最後の朝。
かなり早く目が覚めた。
まだまだ眠る時間はあるのに。
いつも通りの朝だ。
深く考えなければ何でもない。
ただいつも通りパチンコ屋へ向かうだけ。
今日はいつも通りではいられないと思っていたのだが、不思議といつも通り。
理由はなんとなくわかる。
無くなるという実感が全く湧いていないからだ。
今日は1時間くらい並ぼうと思っている。
多分、いつも通り店前には誰も居ないだろう。
"有終の美"という言葉がある。
改めて言葉の意味を調べてみた。
「物事をやりとおし、最後をりっぱにしあげること。結果がりっぱであること。
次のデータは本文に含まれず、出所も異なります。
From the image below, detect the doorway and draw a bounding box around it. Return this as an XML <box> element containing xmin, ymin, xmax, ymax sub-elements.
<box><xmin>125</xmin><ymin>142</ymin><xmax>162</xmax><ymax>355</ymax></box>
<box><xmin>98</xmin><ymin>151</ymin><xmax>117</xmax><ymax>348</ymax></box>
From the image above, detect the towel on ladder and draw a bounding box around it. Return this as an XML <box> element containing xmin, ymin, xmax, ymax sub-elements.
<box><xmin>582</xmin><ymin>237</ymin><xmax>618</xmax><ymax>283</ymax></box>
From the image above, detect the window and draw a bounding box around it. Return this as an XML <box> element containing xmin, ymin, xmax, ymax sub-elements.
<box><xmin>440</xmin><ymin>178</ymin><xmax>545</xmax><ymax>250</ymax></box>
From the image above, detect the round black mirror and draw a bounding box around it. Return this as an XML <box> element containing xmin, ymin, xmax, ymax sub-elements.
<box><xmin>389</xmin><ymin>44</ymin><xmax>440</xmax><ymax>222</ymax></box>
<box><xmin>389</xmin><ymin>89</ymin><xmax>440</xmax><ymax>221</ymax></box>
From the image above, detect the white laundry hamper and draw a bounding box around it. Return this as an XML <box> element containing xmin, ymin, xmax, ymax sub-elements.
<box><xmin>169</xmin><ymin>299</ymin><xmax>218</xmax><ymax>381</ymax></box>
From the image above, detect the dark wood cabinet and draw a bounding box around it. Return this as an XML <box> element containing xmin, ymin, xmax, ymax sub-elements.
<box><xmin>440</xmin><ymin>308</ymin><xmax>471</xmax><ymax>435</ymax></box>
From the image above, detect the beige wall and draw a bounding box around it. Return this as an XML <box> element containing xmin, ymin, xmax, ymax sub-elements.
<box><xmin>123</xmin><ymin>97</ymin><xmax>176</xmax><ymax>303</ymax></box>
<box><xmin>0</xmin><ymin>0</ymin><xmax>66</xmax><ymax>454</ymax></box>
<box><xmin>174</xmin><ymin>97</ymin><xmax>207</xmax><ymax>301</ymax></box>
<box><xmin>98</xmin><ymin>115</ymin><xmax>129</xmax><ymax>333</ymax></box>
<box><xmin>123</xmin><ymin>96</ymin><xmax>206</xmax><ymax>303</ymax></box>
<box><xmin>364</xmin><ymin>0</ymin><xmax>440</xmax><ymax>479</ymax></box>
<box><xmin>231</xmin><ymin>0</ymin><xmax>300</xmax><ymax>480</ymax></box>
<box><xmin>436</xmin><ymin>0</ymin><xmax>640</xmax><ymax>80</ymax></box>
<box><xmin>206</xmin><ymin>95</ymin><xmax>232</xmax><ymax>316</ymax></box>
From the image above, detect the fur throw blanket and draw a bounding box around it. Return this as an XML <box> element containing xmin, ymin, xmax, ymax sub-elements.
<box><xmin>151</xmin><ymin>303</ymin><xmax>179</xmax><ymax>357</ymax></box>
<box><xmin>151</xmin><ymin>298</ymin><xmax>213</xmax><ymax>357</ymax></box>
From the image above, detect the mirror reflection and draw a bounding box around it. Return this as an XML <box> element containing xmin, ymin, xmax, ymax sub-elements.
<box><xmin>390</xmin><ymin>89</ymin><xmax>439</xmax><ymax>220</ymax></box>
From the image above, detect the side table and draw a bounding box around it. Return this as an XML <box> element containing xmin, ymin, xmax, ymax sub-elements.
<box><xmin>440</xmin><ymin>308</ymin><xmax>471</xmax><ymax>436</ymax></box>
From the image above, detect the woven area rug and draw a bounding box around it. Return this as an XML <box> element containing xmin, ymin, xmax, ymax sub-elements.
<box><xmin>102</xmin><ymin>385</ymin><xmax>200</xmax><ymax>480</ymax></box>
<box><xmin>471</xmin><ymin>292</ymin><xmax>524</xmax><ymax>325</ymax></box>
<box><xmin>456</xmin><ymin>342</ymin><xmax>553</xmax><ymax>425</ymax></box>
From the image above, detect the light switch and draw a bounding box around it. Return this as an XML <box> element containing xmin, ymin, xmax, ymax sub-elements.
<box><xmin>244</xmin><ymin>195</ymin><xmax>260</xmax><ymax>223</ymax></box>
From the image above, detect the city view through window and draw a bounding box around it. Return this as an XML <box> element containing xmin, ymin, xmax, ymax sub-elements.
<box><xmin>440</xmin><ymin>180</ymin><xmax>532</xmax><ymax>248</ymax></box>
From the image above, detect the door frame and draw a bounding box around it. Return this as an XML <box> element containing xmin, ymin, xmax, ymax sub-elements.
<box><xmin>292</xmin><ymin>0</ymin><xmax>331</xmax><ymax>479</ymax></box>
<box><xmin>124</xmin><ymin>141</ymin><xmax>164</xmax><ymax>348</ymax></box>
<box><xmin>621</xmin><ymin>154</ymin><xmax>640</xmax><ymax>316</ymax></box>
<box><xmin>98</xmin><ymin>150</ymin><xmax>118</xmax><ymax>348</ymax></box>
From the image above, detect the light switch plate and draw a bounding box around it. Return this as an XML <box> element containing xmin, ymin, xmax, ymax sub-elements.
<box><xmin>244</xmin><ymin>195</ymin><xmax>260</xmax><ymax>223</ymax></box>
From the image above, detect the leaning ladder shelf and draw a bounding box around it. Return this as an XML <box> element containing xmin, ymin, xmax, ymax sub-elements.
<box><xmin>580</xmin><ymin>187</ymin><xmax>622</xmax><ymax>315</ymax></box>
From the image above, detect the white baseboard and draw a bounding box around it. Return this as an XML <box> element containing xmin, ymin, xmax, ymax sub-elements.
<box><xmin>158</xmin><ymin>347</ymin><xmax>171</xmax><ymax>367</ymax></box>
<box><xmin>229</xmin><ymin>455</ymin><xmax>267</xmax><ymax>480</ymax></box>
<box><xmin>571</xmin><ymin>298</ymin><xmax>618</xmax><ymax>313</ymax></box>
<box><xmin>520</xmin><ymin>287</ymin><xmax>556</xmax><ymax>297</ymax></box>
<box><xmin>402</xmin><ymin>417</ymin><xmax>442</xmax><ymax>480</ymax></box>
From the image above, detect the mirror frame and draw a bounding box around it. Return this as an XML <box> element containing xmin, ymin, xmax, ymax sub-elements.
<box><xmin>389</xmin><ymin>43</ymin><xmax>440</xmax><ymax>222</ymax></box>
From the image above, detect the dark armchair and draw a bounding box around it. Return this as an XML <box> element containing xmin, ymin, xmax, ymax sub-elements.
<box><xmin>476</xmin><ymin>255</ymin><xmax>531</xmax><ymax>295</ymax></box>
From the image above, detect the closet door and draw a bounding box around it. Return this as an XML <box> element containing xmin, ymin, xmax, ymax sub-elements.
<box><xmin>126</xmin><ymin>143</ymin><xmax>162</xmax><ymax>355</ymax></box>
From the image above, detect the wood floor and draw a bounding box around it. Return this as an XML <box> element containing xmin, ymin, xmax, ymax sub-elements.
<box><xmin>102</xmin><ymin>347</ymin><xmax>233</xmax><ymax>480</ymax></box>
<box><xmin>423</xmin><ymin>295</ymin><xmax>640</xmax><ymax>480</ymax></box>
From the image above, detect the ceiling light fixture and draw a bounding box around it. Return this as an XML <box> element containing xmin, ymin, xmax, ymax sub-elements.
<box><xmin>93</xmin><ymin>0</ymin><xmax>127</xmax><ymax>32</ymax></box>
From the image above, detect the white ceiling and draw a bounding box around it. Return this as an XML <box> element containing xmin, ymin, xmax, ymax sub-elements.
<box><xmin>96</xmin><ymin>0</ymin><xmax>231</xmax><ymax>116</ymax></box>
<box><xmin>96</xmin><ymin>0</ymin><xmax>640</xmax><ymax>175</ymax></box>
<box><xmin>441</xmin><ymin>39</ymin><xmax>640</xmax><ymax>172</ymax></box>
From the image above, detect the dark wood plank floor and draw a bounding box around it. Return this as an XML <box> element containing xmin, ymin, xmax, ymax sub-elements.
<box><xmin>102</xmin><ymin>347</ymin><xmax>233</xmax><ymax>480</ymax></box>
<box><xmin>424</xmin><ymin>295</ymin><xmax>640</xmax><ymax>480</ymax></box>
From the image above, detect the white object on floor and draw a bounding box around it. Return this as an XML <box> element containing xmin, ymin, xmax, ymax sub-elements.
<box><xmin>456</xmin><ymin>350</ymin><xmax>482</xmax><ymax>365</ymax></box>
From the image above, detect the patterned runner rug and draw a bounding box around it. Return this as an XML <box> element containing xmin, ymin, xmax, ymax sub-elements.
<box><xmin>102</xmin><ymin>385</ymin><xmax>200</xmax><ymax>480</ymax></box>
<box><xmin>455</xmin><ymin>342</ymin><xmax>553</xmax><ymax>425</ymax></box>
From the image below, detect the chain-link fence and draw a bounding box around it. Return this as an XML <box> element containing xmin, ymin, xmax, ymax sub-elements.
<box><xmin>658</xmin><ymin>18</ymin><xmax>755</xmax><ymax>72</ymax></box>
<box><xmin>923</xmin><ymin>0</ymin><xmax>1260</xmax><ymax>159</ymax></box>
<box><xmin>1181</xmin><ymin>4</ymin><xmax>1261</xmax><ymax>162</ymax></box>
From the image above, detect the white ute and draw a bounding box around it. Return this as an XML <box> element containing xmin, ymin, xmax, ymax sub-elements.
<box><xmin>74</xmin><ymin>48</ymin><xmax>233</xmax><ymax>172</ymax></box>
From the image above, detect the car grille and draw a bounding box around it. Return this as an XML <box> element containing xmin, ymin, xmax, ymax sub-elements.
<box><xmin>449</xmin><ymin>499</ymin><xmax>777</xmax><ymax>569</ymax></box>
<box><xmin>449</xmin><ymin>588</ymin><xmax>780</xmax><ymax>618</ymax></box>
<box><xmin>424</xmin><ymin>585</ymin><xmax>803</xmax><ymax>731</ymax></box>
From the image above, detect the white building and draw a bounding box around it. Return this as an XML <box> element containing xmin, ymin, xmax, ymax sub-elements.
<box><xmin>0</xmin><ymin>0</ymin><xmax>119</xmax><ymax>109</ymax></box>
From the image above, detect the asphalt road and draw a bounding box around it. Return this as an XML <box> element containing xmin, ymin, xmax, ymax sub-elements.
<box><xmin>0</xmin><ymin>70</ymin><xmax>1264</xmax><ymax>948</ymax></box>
」
スポーツ選手が良い成績を残し引退する時などに、必ずと言って良いほど耳にする言葉だ。
しかし、
こうとも捉えられないだろうか。
「終わりが有るからこそ美しい」
字を読めば子供でも頭に浮かぶような捉え方ではあるが。
最後の結果が「りっぱ」でなくたって良いではないか。
きっとこれからも自分達には美しい思い出として心に残る事となる。
これからは、建物が無くなっていく過程を毎日目にしなければならない事になるが、
その事もしっかり自分達の目に焼き付けておきたいと思っている。
通った期間は5年程。
そんなに長いとは思わないが、濃すぎる5年間だった。
この店の歴史の内、8分の1程度にしかならない。
それでもその8分の1という期間を過ごせた事を幸せに思う。
そしてそれが、お店の最後のタイミングに重なった事も大切な縁だと受け取ろう。
明日から、どんな日々がスタートするのか?
まだ想像もつかない。
それでも2人で今まで通り、
日々の楽しみを模索しながらやっていきたい。
このお店に出会えて良かった。
色々な事を教えてもらったと感じる。
そして、
きっと今日も教えてもらうのだろう。
ひとまず、この日記とは今日でお別れ。
マイホが無くなるまでの最後の1週間という短い間だったが、色々な事を思い振り返る事が出来た。
将来、何かの節目と感じる事があれば、
この日記を読み返し「今」に帰ってこようと思う。
近いかもしれないし、ずっと先かもしれない。
その時に、
もしもまたシャッターを開けてくれたなら
あの日と同じ様に挨拶をするよ。
だから、その時はあの日と同じ様に
「おかえりなさい」
と声をかけて欲しいんだ。
m@cs葛西店
このお店を"マイホ"と呼べた事に感謝。
これから他の店をそう呼ぶ事はきっと無いだろう。
今日も1日、楽しく過ごさせてもらうよ。
今まで、ありがとう。
閉店当日…
そう…いつも通りの朝だ。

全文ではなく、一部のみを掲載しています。